Graaf Egmont is raar uit zijn pijp gekomen. De nieuwgelovigen begrijpen niets van deze onverwachte wending en druipen verstoord af. Dat kan hij toch niet menen? Maar Egmont meent het heel ernstig. Nog diezelfde avond laten de geuzen aan hun achterban weten dat ze om zeven uur de volgende morgen hoe dan ook een nieuwe dienst zullen organiseren in de kerk van Brielen. Er komt op dinsdag opnieuw heel wat volk opdagen, maar de toegang tot de kerk blijft op bevel van de graaf gesloten. Er volgen nu heel wat heen en weer twistgesprekken met Egmont. Die gaat op dinsdagnamiddag samen met zijn edelen op bezoek naar het Zaalhof om er de werken die daar op dat moment worden uitgevoerd te inspecteren. Er staat ook een bezoek aan de weduwe van Pieter van Houtem op het programma. Ondertussen krijgt Egmont nu en dan brieven toegestopt. Er wordt zelfs geïnsinueerd dat er een persoonlijke brief van de koning bij zit.

18 september 1566. Egmont vertrekt in het gezelschap van zijn adellijke achterban naar Armentières. Ze rijden hier weg om zeven uur in de morgen. De geuzen wrijven zich in de handen. De bisschop is dan al begonnen aan de vroegmis terwijl het gepeupel zich in Brielen al opnieuw naar de kerk haast om er te gaan luisteren naar hun gebruikelijke geuzenpreek. Als de kat van huis is. Na het sermoen duiken de autoriteiten op. De hoogbaljuw, de burgemeester, de lieden van de wet, de luitenant van de graaf en nog enkele edelen. ‘Jullie mogen echt niet meer preken in de katholieke kerken!’ Egmonts boodschap wordt nog eens herhaald. Samen met de verordening dat de calvinisten zich moeten tevreden stellen met maar twee predikanten, mensen uit eigen streek en zeker geen vreemdelingen of buitenlandse praatjesmakers.
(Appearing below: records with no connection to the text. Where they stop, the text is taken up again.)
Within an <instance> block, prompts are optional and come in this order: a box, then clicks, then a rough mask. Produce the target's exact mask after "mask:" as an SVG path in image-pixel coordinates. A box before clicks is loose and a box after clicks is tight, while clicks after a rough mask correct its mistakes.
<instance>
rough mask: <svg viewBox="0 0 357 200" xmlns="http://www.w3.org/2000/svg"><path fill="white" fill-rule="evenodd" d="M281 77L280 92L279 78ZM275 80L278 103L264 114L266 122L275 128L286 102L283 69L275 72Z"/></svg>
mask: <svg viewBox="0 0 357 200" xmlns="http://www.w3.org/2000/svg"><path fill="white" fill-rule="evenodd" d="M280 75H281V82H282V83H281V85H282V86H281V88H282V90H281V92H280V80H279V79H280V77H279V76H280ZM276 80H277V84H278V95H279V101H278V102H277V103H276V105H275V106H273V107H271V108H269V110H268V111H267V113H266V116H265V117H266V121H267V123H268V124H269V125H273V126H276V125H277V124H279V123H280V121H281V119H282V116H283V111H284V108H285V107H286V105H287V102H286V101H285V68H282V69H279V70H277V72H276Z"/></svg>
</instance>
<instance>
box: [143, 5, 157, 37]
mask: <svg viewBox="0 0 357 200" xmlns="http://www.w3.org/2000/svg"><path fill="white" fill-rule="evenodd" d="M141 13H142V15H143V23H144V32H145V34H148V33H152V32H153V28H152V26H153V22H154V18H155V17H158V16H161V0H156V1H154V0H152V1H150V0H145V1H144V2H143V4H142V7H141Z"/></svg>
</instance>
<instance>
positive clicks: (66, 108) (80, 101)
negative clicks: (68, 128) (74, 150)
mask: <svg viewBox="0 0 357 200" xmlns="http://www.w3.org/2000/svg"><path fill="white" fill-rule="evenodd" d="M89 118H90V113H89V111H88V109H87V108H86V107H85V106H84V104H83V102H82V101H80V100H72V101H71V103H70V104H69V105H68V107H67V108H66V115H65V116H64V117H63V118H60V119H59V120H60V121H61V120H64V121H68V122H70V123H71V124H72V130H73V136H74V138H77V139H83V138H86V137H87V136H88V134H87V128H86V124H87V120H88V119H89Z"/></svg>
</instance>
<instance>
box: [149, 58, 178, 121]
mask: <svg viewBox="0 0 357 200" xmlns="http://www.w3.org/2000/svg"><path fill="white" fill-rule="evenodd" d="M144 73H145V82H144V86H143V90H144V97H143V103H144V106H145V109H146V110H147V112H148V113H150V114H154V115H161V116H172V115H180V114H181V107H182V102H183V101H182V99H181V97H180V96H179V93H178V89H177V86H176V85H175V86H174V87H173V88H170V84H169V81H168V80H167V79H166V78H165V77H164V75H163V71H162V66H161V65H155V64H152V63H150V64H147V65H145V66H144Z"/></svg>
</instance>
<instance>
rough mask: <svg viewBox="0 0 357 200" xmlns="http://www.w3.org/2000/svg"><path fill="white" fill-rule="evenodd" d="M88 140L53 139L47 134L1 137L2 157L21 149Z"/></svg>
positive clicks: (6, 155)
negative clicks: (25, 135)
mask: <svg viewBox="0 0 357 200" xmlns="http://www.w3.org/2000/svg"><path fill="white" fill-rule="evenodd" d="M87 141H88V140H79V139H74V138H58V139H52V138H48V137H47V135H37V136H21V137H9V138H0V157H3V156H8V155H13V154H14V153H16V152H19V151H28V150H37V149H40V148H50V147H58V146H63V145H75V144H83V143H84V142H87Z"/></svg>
Er wordt plots gezwaaid met een eigen plek voor de andersgelovigen. Een eigen locatie om er diensten te houden, te bidden en te luisteren naar hun predikanten. Daar mogen ze hun tempel bouwen. Dat verrassend voorstel van het stadsbestuur hebben ze nog niet eerder gehoord. Hun eigen huis kunnen ze krijgen op voorwaarde dat ze er niet de draak zullen steken met de katholieken en met de christelijke leer. Praten over het evangelie is wel mogelijk. Voor de rest dienen ze dezelfde symbolen van de katholieke kerk te hanteren. Ik veronderstel dat het hier gaat om het kruisteken. Blijkbaar valt het al bij al verstandig voorstel in niet al te goede aarde. Het ‘nee wij, nee wij’ verbaast de heren van de wet in elk geval. En de predikant ter plekke in Brielen is een jongeman die nog nooit eerder gepredikt heeft.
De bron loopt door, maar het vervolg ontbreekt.